The Guardian feels that through this collaboration it can reveal about mass surveillance
The UK-based newspaper the Guardian has joined hands with the New York Times to give the US daily access to some of the classified documents leaked by the National Security Agency (NSA) contractor whistleblower Edward Snowden.
Following demands faced by the Guardian from the UK government when it was asked to hand over the files of Government Communications Headquarters possessed by it to them, the UK-based paper said it decided to enter into an agreement with the American paper.
The newspaper, in a statement, said, "In a climate of intense pressure from the UK government, the Guardian decided to bring in a US partner to work on the GCHQ documents provided by Edward Snowden.
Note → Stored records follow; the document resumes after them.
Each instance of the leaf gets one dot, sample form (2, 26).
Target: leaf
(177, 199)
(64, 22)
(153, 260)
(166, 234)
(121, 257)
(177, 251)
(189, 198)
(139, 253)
We are working in partnership with the NYT and others to continue reporting these stories."
Unlike British journalists, their American counterparts are protected by the first amendment, giving them free speech and not allowing the government seeking pre-publication injunctions or "prior restraint", according to the Guardian.
The Guardian feels that through this collaboration it can reveal about mass surveillance by keeping the documents leaked by Snowden on GCHQ out of government’s reach.
Confirming the partnership, the New York Times’ executive editor Jill Abramson was quoted by the Reuters as saying, "We don’t usually comment on our reporting before publication, but in this case we will make an exception since it is already public. The Times is reporting on material from The Guardian as well as other matters related to Edward Snowden."